Cet article 1er propose également de mieux distinguer, sur les sites, livres neufs et livres d'occasion. En effet, cette distinction n'apparaît pas toujours de manière satisfaisante et peut laisser à penser que les livres sont à des prix différents en fonction de l'endroit où ils sont vendus.
Les ventes directes réalisées par les éditeurs seront également régulées pour ne pas laisser subsister, là encore, une ambiguïté sur le prix unique. Enfin, toujours pour assurer le respect de la loi de 1981, le contrôle sera transféré des agents du ministère de la culture à ceux de la direction générale de la concurrence, de la consommation et de la répression des fraudes (DGCCRF), mieux armés pour y procéder.
L'article 2 donne aux collectivités la possibilité d'accorder une subvention pour les librairies indépendantes. Il s'agit d'une simple faculté, qui s'apparente au dispositif de la loi Sueur pour les cinémas.

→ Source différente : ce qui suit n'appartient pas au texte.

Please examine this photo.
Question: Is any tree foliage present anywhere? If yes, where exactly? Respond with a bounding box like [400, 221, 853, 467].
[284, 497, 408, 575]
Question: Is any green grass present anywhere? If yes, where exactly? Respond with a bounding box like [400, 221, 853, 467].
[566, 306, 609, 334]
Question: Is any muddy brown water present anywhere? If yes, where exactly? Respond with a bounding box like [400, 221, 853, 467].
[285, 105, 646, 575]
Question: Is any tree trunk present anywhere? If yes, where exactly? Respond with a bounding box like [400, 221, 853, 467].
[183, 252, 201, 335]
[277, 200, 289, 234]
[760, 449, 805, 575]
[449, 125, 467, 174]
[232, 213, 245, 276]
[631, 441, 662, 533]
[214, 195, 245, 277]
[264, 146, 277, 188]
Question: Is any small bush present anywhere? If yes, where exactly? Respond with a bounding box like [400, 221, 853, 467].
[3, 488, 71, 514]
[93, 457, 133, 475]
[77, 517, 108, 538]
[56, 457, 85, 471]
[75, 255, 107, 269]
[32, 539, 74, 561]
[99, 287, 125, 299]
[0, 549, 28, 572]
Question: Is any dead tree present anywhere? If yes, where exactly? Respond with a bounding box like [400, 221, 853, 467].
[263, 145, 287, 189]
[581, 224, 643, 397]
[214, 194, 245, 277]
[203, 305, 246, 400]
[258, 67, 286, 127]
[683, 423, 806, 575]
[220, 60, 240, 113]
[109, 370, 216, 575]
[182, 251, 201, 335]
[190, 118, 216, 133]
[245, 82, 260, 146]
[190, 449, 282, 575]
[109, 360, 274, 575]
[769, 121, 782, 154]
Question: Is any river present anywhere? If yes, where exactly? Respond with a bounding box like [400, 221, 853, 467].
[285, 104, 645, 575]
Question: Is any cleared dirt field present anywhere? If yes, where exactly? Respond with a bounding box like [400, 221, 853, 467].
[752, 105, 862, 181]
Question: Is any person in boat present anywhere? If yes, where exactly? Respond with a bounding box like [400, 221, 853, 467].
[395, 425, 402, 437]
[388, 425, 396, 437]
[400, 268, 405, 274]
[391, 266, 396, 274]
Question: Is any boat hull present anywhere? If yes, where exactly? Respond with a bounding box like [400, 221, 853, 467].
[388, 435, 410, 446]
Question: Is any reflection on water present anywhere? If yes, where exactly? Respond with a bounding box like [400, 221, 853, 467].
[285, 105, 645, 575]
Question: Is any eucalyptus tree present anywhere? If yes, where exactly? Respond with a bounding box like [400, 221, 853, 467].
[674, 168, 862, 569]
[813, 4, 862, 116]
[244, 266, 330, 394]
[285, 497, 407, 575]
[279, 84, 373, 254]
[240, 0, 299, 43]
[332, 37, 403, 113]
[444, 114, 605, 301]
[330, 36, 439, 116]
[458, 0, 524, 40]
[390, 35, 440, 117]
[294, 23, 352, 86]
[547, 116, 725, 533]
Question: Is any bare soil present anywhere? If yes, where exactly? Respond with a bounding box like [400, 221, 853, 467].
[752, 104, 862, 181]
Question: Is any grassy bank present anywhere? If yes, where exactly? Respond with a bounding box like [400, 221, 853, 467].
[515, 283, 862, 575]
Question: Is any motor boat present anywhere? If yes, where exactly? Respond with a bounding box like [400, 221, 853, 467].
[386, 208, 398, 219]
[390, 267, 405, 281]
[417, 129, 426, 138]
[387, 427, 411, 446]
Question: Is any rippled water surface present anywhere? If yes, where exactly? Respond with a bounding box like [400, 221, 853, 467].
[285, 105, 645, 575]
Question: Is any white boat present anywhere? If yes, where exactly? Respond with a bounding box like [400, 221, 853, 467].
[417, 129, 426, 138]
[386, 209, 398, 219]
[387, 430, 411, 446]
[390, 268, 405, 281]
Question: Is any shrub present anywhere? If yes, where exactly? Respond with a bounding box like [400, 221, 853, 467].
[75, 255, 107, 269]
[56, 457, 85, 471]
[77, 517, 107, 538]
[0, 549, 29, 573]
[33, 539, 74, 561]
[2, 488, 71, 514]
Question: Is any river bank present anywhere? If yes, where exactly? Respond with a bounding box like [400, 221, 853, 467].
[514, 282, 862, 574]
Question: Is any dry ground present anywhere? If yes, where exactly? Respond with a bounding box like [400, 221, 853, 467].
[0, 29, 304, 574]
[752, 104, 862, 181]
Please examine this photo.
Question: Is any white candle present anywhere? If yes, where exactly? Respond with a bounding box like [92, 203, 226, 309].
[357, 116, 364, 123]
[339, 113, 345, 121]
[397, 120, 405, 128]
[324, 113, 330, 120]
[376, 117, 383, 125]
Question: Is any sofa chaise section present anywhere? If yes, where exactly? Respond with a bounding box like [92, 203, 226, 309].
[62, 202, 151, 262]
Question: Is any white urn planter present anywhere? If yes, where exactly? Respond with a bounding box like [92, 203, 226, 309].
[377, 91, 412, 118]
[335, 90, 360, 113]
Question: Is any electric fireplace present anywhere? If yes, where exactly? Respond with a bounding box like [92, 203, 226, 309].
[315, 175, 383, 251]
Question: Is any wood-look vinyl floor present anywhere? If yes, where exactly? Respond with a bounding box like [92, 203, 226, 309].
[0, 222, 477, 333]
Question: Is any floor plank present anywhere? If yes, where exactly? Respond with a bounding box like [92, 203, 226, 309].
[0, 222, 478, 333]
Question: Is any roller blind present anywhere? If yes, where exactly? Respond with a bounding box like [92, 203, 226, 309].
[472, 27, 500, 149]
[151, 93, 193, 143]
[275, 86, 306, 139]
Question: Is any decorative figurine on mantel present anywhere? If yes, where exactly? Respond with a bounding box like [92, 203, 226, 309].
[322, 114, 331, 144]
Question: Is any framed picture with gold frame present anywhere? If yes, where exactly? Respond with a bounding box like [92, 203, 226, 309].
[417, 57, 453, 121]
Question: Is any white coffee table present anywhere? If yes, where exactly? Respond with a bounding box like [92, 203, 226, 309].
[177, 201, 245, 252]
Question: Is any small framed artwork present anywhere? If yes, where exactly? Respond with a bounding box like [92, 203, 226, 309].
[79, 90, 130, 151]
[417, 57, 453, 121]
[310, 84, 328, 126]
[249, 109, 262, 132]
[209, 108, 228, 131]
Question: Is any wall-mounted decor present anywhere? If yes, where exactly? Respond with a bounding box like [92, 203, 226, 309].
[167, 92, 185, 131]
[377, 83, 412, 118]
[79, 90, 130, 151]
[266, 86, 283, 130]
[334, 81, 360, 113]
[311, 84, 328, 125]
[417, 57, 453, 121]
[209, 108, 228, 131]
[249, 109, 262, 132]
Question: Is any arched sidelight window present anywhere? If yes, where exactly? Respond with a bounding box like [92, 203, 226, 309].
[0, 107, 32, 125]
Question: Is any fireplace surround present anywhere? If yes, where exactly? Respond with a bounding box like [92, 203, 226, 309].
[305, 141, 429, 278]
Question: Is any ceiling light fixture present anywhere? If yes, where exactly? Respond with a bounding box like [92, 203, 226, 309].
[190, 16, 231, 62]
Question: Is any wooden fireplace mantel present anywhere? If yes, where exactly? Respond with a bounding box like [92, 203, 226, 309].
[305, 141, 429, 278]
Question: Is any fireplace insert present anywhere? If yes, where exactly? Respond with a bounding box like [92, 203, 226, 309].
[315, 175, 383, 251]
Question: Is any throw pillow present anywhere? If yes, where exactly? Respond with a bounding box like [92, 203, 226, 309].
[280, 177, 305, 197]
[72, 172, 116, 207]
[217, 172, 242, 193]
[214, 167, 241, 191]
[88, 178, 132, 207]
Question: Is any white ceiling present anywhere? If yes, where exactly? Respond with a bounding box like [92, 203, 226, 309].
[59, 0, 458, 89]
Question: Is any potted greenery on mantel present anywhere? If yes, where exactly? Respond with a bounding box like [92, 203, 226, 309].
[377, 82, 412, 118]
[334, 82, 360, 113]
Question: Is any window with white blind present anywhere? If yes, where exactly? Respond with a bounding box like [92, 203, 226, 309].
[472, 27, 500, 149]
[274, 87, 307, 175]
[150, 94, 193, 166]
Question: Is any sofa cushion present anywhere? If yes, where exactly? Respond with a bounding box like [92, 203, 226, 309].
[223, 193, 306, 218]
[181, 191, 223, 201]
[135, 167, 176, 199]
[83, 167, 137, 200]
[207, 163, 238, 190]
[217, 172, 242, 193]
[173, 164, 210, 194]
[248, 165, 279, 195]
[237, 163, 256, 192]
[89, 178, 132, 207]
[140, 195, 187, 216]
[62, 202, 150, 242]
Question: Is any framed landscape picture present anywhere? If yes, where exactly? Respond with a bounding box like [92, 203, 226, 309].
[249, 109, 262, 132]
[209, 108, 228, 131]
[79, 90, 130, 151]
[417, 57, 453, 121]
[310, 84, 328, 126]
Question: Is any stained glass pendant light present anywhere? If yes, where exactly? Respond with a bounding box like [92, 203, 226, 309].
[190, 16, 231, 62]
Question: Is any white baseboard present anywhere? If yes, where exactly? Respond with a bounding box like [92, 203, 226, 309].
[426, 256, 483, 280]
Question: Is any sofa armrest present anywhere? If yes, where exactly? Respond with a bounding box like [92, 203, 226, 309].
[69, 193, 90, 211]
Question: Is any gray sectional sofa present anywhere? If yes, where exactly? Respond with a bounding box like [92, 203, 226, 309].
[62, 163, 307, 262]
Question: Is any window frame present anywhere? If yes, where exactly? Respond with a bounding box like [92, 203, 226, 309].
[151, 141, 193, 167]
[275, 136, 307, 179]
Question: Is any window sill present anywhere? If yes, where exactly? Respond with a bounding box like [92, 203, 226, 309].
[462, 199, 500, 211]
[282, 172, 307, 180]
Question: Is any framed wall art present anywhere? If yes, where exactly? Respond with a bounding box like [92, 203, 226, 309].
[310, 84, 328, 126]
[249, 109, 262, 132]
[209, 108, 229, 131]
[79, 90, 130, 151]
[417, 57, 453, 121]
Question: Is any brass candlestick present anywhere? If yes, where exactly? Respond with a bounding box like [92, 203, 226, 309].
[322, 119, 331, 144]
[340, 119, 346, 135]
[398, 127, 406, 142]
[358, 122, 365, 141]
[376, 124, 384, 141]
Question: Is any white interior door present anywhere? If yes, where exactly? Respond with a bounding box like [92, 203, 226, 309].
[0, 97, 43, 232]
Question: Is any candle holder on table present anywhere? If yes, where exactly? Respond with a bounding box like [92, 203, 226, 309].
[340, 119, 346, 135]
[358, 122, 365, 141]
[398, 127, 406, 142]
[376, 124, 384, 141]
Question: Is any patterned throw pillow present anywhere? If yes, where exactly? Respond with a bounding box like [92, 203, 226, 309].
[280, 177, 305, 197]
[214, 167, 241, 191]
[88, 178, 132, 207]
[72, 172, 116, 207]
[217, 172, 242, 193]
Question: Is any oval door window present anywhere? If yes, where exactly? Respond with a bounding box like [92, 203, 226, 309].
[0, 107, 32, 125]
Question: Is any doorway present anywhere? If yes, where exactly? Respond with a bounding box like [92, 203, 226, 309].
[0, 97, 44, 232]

L'article 3 transpose dans la loi des dispositions de l'accord interprofessionnel du 29 juin 2017 entre le Syndicat national de l'édition (SNE) et le Conseil permanent des écrivains (CPE) qui vient encadrer certaines pratiques de l'édition. Le dernier accord sur le contrat d'édition à l'ère du numérique remontait à mars 2013. Pour l'essentiel, les modifications renforcent les droits des auteurs dans le cas d'une cessation d'activité de l'éditeur, ainsi qu'en encadrant les pratiques de la provision pour retour et de la compensation intertitre. Des dispositions spécifiques sont également créées pour l'édition musicale.
L'article 4 propose d'élargir la saisine du Médiateur du livre aux auteurs et à leurs représentants.
Enfin, l'article 5 adapte le dépôt légal à l'ère numérique. Les responsables de cette opération patrimoniale essentielle - la Bibliothèque nationale de France (BNF), le Centre du cinéma et de l'image animée (CNC) et l'Institut national de l'audiovisuel (INA) - sont actuellement confrontés à des difficultés d'accès sur les parties d'Internet protégées par des mots de passe ou des protections spécifiques. L'article 5 actualise l'état du droit pour offrir les moyens juridiques et techniques de mener à bien cette mission.
Comme vous le constatez, ces dispositions embrassent un champ large, mais cohérent dans sa volonté d'adapter l'édition au monde contemporain.
Avant de conclure, il me revient de vous présenter le périmètre d'application de l'article 45 de la Constitution retenu pour ce texte. Ce périmètre pourrait comprendre : le cadre des relations contractuelles entre éditeurs et auteurs ; les conditions de concurrence dans le secteur du livre entre ventes en ligne et ventes dans les commerces ; la saisine du Médiateur du livre ; les conditions d'octroi d'une aide financière aux librairies indépendantes par les collectivités ; le dépôt légal.
Il en est ainsi décidé.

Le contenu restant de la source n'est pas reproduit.